「あの子か。確かにあの子なら、何でも知ってそうな感じだったな。でも、夢の中の話じゃないのか?」
「そうだよな健司。あの子が現実にいるなら、俺は絶対にモノにしてみせるぜ」
健司と違って、龍平はまたバカな事を……。
「違うよ皆! あの女の子……廊下を歩いてる」
そう言って廊下を指差した美雪。
その指の先には……確かにあの黒髪の少女が、担任の南田先生に連れられて廊下を歩いていたのだ。
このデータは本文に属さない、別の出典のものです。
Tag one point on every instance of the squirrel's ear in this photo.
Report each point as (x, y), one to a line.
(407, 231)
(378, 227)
「おいおい、南田と一緒って事は……もしかして、このクラスに転入してきたのか?」
この状況では、それ以外の事は考えられなかった。
南田先生があの女の子を連れ、教室に入って来た。
朝のショート・ホームルームの時間にはまだ早いけど、皆は自分の席に着き、黒髪の少女に視線を向ける。
「えー、出席を取る前に、転校生を紹介する。小野山美紗さんだ、皆仲良くするように」
南田先生に紹介され、ペコリと頭を下げるその少女から、私は目が離せなかった。
昨日、学校から帰る時に、あの子は私に「死ぬ」と言った。
その結果が、夢にしろ夢じゃないにしろ、本当に死んだのだから。